Our job was to knit those perspectives together and make sure Aboriginal voices sat on equal footing with institutional expertise.

Building blocks for change

The shared framework laid out the building blocks:

  • Aboriginal Health Workers and Elders embedded in prisons

  • Trauma-informed, culturally safe programs across units

  • Peer mentors recognised and supported

  • Corrections staff trained in cultural safety

  • Stronger links with Aboriginal community organisations

What change looks like

Participants mapped how these inputs could lead to change:

  • Short term: More trust, greater engagement in programs, fewer incidents

  • Medium term: Calmer units, stronger cultural identity, fewer self-harm incidents

  • Long term: Better reintegration, reduced reoffending, safer prisons

The framework rested on a few key assumptions: that group dynamics shape behaviour more than individual choice, that positive practices can spread just as quickly as negative ones, that Aboriginal Community Control restores identity and belonging, and that remand and sentenced populations need connected but tailored approaches.

The roadmap turned into something practical: a platform ACCOs could use in advocacy and corrections staff could use to talk across institutions.

Holding the space

Karabena’s role was to make the conditions for this work possible. We centred cultural authority, designed spaces where people could listen across divides, and ensured ACCOs had feedback loops to keep the work community-led. Lived experience was treated as evidence, not anecdote.
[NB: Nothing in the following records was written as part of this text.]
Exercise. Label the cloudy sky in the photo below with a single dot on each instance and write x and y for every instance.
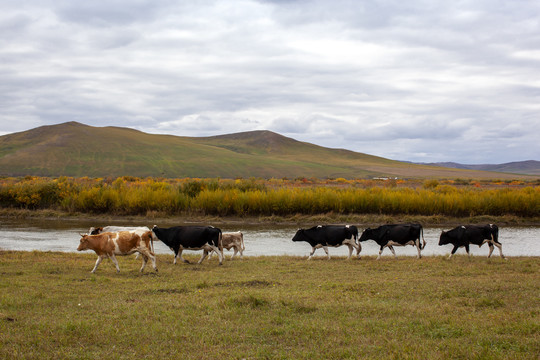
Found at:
(408, 80)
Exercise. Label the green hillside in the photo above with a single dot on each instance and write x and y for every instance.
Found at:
(74, 149)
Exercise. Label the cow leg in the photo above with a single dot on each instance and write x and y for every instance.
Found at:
(393, 251)
(220, 254)
(380, 251)
(145, 260)
(313, 248)
(490, 249)
(98, 261)
(205, 252)
(453, 251)
(235, 250)
(113, 259)
(181, 257)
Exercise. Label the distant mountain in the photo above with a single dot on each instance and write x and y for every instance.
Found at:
(529, 167)
(74, 149)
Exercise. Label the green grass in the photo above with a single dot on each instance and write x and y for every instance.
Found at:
(269, 307)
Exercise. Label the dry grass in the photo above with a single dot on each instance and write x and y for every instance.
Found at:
(269, 307)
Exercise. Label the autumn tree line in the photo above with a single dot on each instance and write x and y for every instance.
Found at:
(264, 197)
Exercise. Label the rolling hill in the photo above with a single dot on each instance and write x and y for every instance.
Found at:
(74, 149)
(529, 167)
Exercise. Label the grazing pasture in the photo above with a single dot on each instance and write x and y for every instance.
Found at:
(269, 307)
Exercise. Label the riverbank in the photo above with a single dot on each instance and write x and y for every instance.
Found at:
(298, 219)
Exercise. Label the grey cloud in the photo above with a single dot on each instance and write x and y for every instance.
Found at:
(408, 80)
Structured reflection tested whether cultural programs could genuinely shift norms and whether staff training could lower resistance.
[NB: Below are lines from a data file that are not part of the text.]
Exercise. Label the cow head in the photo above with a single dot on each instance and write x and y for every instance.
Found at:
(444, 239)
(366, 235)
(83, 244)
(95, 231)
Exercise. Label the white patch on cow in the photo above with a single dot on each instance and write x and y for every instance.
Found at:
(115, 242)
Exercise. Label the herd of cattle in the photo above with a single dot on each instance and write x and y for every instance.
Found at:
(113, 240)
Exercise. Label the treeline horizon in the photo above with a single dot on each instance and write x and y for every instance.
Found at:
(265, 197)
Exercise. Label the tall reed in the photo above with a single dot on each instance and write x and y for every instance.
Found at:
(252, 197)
We also developed frameworks and indicators communities could pick up, argue over, reshape, and make their own. The theory of change was written up for VACCHO, ready to be used by ACCOs in advocacy, and to be taken up by corrections and justice health staff as a reference point for multi-institutional conversations. What started as workshops turned into a tool for ongoing engagement and reform.

From compliance to genuine reform

Co-designing a custodial health framework showed that reform doesn’t have to come only from policy directives. It can be built from lived experience, cultural authority, and staff knowledge. What came out of the process was a platform Aboriginal organisations could own and corrections staff could use to push reform beyond compliance.